The correlation distance \(d=1-{{{\rm{\rho }}}}\) is simply a measure of how far the correlation is from a perfect correlation. We used the most common intensity correlation function²⁵ as a measure of the accuracy of mode decomposition:

$$\begin{array}{c}d\left({I}_{{{\mbox{meas}}}},{I}_{{{\mbox{retr}}}}\right)=1-\rho \left({I}_{{{\mbox{meas}}}},{I}_{{{\mbox{retr}}}}\right)\\ \rho \left({I}_{{{\mbox{meas}}}},{I}_{{{\mbox{retr}}}}\right)=\left|\frac{\iint \Delta {I}_{{{\mbox{meas}}}}\Delta {I}_{{{\mbox{retr}}}}{dxd}y}{\sqrt{\iint \Delta {I}_{{{\mbox{meas}}}}^{2}{dxd}y\cdot \iint \Delta {I}_{{{\mbox{retr}}}}^{2}{dxd}y}}\right|\\ \Delta {I}_{{{\mbox{meas}}}}\left(x,y\right)={I}_{{{\mbox{meas}}}}\left(x,y\right)-\overline{{I}_{{{\mbox{meas}}}}}\\ \Delta {I}_{{{\mbox{retr}}}}\left(x,y\right)={I}_{{{\mbox{retr}}}}\left(x,y\right)-\overline{{I}_{{{\mbox{retr}}}}}\end{array}$$

(21)

Here, \({I}_{{{\mbox{meas}}}}\) and \({I}_{{{\mbox{retr}}}}\) denote the corresponding measured and retrieved intensity distributions, respectively, and \(\bar{I}\) denotes the average intensity over the whole measured 128 × 128 pixel area.

$$\left\{\begin{array}{c}r,{x}_{0},{y}_{0}={{{{\rm{argmin}}}}}_{{r}_{0},{x}_{0},{y}_{0}}\left[{\sum }_{i}d\left({I}_{{{{\rm{meas}}}}}^{(t)},{I}_{{{\mbox{retr}}}}^{\left({{\mbox{t}}}\right)}\right)\right]\\ {I}_{{{\mbox{retr}}}}^{\left({{\mbox{t}}}\right)}=\left\langle {\left|{\sum }_{i=1}^{M}{C}_{k}^{\left(t\right)}{\Psi }_{k}\left(r,{x}_{s},{y}_{s}\right)\right|}^{2}\right\rangle \\ {C}_{k}^{\left(t\right)}=f\left({S}_{k}^{\left(t\right)}\right)=f\left(\Xi \vec{{I}_{p}^{\left(t\right)}}\right)\end{array}\right.$$

(22)

Here, \(\vec{{I}_{p}^{\left(t\right)}}\) are the 6 numbers corresponding to the measured intensities for the tth sample from the training dataset, \({C}_{k}^{\left(t\right)}\) are the retrieved mode weights corresponding to the tth sample image, and \({{{\mathbf{\Xi }}}}\) is determined for the current basis \({\Psi }_{k}\left(r,{x}_{0},{y}_{0}\right)\) using Eqs. 6, 10, and 13–14.

We find such a set of parameters (\(r\), \({x}_{0}\), \({y}_{0}\)) of basis \({\Psi }_{k}\) that when we apply the mode decomposition procedure to the training dataset, the average correlation distance between the measured and retrieved intensity distributions across the entire training dataset is minimized.

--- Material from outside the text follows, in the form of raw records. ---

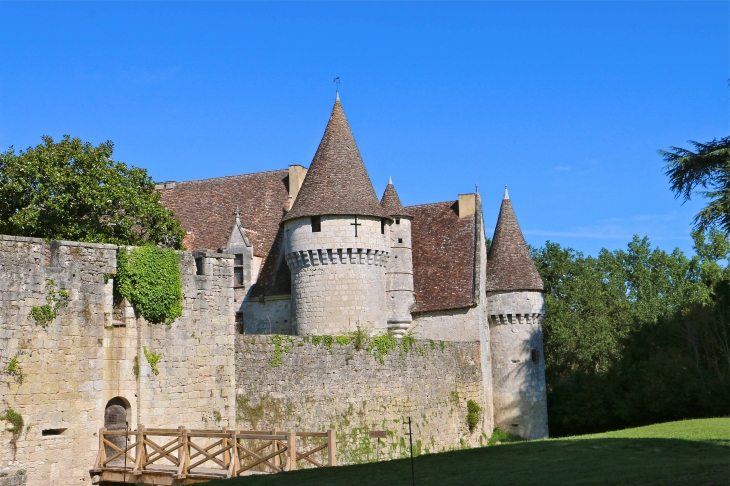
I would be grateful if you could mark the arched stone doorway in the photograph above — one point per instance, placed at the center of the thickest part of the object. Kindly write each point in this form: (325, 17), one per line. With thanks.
(117, 415)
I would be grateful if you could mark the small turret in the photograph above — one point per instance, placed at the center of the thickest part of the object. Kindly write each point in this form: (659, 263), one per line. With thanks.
(400, 296)
(516, 306)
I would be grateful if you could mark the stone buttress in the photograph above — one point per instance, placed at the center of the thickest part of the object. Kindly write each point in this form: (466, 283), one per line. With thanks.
(516, 307)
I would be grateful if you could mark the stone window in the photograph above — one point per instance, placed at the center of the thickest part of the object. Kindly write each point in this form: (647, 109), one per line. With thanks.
(238, 270)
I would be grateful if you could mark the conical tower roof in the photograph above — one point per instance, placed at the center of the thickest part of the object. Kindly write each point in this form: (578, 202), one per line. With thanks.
(390, 201)
(337, 181)
(509, 265)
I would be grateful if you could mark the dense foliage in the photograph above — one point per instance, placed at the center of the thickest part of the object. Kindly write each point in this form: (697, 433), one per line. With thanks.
(149, 277)
(636, 336)
(72, 190)
(707, 167)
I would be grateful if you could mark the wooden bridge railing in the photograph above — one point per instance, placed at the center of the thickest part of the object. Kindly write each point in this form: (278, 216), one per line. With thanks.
(182, 454)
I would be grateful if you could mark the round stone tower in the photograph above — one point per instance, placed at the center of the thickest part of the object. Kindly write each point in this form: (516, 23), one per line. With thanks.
(400, 296)
(516, 306)
(337, 240)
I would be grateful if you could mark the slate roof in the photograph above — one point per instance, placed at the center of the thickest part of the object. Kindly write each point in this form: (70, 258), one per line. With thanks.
(509, 265)
(205, 208)
(443, 256)
(337, 181)
(390, 202)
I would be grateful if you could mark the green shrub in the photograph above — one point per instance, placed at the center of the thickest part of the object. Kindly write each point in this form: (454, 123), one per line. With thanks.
(44, 314)
(14, 369)
(15, 419)
(149, 277)
(343, 340)
(152, 359)
(380, 346)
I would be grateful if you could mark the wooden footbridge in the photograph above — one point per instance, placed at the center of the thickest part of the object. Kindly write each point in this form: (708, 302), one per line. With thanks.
(177, 457)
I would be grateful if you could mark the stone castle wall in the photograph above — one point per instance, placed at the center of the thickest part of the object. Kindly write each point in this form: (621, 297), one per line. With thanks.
(518, 363)
(272, 316)
(70, 369)
(338, 279)
(316, 387)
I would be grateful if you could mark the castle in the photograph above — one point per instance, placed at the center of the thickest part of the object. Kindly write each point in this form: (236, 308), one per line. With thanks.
(299, 252)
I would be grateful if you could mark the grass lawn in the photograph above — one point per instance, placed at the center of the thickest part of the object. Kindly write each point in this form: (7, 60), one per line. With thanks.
(691, 452)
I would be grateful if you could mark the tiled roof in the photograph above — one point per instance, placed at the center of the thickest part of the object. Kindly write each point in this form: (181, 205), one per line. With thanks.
(443, 256)
(509, 265)
(205, 208)
(337, 181)
(390, 202)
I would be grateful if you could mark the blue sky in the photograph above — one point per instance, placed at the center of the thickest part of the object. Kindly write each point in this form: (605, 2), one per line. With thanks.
(566, 102)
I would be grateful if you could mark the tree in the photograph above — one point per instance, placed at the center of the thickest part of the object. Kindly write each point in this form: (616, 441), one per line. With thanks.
(636, 336)
(74, 191)
(709, 167)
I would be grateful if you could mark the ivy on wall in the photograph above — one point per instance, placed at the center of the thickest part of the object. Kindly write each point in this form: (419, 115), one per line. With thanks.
(152, 359)
(149, 277)
(13, 369)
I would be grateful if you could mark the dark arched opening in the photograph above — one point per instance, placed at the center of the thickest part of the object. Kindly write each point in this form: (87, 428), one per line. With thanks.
(117, 415)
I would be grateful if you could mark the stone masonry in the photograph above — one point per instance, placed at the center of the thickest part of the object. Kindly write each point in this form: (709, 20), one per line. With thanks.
(338, 279)
(86, 356)
(316, 387)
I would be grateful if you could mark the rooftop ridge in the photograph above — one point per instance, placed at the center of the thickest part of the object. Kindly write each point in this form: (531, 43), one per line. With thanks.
(225, 177)
(452, 201)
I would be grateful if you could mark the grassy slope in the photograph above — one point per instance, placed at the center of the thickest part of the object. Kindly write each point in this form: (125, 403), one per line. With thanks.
(692, 452)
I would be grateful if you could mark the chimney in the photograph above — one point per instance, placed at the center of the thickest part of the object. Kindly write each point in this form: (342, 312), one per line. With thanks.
(296, 177)
(467, 205)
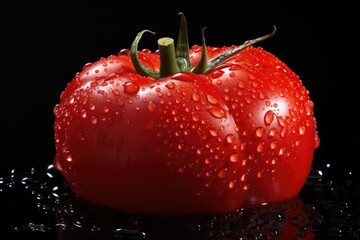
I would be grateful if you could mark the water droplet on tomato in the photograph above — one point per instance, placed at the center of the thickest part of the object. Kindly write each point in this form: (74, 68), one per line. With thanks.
(152, 106)
(130, 87)
(234, 157)
(230, 138)
(216, 112)
(317, 141)
(273, 144)
(232, 184)
(170, 85)
(302, 130)
(116, 92)
(260, 147)
(272, 132)
(183, 76)
(68, 157)
(93, 120)
(211, 99)
(259, 132)
(195, 97)
(222, 173)
(241, 84)
(83, 113)
(94, 84)
(213, 132)
(217, 74)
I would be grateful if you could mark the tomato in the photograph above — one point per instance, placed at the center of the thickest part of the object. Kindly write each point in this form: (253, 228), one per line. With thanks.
(200, 130)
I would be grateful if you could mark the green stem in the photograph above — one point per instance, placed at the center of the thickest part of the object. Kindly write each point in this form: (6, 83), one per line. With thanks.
(176, 60)
(168, 63)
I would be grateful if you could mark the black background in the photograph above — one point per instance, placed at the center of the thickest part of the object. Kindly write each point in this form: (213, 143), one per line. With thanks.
(44, 45)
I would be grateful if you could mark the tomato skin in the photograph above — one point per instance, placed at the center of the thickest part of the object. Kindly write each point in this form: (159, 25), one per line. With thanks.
(273, 112)
(187, 143)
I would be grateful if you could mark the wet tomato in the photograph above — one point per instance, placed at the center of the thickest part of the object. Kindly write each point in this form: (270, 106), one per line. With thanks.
(200, 130)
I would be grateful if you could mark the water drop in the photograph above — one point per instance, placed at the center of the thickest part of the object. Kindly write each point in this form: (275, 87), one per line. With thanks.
(216, 112)
(234, 157)
(217, 74)
(195, 97)
(259, 132)
(230, 138)
(152, 106)
(93, 120)
(211, 99)
(232, 184)
(170, 85)
(116, 92)
(130, 87)
(260, 147)
(222, 173)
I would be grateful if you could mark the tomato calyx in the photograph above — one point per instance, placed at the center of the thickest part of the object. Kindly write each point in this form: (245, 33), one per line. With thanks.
(176, 59)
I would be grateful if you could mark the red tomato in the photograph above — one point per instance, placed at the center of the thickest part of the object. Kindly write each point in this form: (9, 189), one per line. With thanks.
(141, 133)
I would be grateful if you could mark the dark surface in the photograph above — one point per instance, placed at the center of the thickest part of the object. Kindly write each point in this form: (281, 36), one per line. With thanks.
(37, 204)
(44, 45)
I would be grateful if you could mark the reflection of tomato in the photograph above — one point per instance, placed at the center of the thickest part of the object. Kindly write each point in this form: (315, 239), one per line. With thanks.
(144, 133)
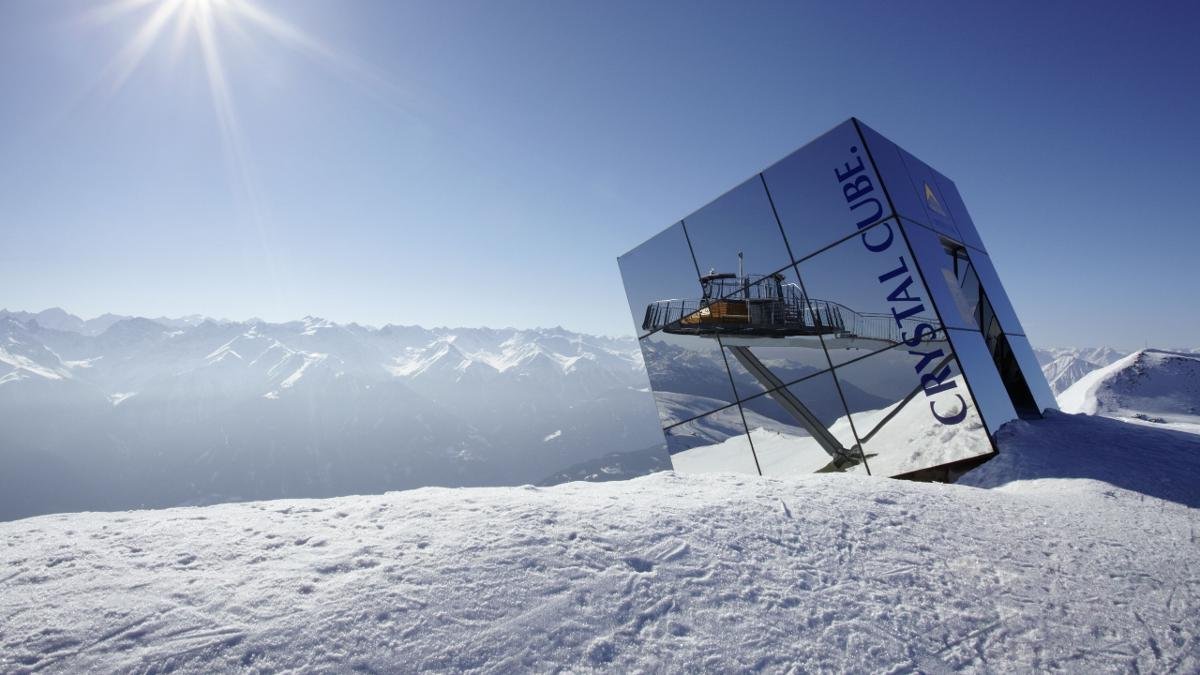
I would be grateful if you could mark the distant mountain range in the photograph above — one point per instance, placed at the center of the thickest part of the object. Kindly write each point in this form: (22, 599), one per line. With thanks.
(121, 412)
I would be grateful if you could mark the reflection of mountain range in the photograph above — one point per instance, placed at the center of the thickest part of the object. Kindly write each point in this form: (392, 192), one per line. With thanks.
(144, 412)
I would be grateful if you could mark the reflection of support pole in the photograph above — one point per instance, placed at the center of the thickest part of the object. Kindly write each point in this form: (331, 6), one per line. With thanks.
(841, 457)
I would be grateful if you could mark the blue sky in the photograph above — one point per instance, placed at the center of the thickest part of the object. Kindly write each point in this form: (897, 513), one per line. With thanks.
(484, 163)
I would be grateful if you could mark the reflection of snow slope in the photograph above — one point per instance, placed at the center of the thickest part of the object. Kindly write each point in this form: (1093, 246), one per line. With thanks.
(1151, 383)
(911, 440)
(1066, 370)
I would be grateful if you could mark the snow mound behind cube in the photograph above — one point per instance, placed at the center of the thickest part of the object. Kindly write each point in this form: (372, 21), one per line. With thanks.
(664, 573)
(1151, 384)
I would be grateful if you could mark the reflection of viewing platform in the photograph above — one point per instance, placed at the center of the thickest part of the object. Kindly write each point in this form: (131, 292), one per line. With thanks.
(768, 306)
(745, 311)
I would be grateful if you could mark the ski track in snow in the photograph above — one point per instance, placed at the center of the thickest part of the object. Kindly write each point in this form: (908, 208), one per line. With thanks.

Therefore, we minimize the average error on the training dataset. It should be emphasized that the basis \({\Psi }_{k}\) is the same for all the measured samples.

Figure 10 shows how the log₁₀ of the training and testing correlation distances \(d\) vary across the datasets. These two parts were not significantly different, even though the test part was not used for the basis determination. Therefore, we conclude that we properly identified the basis functions for our experimental setup.

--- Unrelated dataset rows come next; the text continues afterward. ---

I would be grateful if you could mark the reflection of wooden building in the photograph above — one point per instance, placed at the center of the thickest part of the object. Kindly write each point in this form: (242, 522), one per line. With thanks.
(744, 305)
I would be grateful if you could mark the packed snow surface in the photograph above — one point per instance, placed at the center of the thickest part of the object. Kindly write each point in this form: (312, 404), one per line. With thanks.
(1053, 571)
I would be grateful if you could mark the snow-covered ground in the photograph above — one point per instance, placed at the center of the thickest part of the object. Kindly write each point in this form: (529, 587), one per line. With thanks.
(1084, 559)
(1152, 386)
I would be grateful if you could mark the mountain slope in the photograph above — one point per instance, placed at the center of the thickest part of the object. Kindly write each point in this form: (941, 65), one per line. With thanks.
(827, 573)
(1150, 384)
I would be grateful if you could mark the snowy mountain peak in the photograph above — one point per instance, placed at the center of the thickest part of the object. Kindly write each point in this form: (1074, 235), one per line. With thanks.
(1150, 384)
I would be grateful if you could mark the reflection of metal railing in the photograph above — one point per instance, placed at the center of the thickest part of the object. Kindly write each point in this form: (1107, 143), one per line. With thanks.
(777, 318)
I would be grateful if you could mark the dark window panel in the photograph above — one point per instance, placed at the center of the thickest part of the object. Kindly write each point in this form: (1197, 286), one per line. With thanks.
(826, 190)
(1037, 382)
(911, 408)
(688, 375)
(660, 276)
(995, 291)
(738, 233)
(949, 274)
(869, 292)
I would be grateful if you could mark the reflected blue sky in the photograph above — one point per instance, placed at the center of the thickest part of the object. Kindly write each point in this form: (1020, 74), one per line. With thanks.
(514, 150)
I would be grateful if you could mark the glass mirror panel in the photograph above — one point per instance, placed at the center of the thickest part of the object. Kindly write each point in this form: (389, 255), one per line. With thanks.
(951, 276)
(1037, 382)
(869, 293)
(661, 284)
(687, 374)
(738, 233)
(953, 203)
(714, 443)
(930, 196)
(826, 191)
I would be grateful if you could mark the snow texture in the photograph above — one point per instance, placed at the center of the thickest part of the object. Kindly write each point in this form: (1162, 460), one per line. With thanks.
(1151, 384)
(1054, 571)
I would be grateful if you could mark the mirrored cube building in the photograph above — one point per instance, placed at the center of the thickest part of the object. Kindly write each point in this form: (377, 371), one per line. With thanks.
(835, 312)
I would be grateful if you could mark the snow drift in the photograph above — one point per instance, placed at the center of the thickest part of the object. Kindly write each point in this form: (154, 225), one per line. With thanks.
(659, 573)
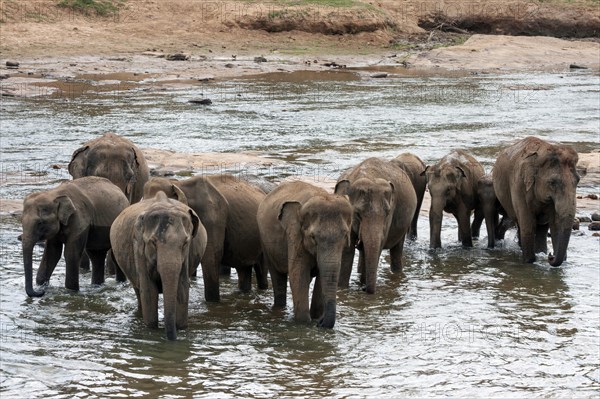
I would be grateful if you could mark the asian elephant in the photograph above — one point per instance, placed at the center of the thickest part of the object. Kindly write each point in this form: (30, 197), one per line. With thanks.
(413, 166)
(151, 242)
(492, 210)
(452, 183)
(227, 207)
(535, 182)
(77, 215)
(304, 231)
(115, 158)
(384, 203)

Fig. 10: Correlation distances across datasets.

Correlation distances on a log10 scale for training and testing data samples.

Some of the experimental samples with retrieved intensity distributions are shown in Fig. 11. The positions of the “sensors” (i.e., the pixels used as sparse sensors) are depicted in pink.

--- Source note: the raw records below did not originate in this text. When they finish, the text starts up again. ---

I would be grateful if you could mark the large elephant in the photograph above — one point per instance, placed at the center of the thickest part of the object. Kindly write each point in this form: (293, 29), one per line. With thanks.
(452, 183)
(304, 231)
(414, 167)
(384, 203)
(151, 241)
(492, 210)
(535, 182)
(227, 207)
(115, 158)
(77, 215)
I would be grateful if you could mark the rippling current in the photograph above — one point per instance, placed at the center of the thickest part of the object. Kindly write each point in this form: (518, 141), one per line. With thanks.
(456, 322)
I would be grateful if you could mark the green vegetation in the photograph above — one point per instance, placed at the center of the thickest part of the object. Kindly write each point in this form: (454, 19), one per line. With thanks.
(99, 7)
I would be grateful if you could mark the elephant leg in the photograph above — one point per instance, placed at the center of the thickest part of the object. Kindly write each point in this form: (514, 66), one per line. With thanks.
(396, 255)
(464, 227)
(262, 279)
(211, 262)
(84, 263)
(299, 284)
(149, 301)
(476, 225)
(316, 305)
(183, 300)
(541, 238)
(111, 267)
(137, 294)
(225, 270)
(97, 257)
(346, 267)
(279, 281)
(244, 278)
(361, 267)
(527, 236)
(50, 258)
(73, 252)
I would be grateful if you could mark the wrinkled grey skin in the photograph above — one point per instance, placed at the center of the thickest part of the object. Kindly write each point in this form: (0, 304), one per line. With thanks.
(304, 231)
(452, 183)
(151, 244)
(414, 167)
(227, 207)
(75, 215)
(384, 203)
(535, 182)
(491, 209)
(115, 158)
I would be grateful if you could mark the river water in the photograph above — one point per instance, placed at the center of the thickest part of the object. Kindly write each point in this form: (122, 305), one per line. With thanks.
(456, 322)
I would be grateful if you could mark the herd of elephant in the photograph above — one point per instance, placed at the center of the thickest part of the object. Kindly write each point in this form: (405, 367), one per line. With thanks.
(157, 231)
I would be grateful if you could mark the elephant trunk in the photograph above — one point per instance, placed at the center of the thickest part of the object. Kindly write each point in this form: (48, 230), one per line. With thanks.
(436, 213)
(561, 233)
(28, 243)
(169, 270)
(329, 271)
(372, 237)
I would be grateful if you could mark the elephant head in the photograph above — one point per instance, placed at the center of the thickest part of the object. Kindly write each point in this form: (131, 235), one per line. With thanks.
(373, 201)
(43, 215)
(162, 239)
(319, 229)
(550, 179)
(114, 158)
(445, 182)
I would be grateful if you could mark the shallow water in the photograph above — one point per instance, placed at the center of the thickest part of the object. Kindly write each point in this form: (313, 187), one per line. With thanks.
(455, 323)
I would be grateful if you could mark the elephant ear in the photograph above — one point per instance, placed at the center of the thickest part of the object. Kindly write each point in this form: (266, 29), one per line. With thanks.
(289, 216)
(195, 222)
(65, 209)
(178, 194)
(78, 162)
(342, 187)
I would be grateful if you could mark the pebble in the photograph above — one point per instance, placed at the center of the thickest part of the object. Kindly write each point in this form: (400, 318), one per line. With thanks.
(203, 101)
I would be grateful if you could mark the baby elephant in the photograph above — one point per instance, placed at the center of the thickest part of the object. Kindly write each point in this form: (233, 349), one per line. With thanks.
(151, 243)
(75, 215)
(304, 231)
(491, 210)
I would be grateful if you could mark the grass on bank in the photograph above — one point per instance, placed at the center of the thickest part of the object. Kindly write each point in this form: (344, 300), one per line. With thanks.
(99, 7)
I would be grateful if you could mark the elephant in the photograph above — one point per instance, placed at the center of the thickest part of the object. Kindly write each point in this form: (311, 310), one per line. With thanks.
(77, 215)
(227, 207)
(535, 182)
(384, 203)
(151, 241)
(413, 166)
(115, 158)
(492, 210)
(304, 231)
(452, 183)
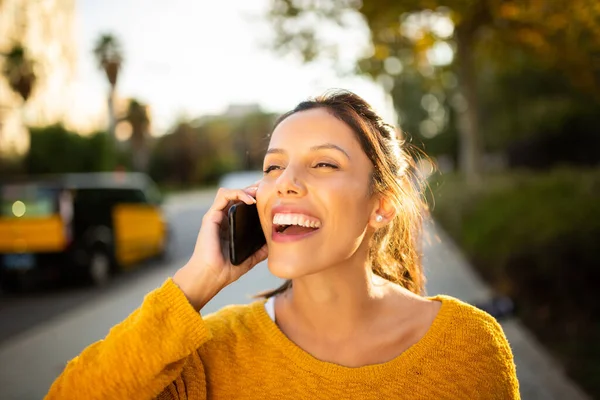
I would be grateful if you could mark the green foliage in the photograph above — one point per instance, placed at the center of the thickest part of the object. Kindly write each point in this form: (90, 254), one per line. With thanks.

Fig. 11: Experimental reconstructions from sparse sampling.

Some of the measured samples with the positions of the intensity pixels used for mode decomposition (a), corresponding retrieved intensity distributions using the decomposed complex-valued mode weights \({C}_{k}\), Eq. 2 and the determined basis of eigenmodes \({\Psi }_{k}\left(r,{x}_{0},{y}_{0}\right)\) (b), the discrepancy between them (lower row) and corresponding correlation distances (c).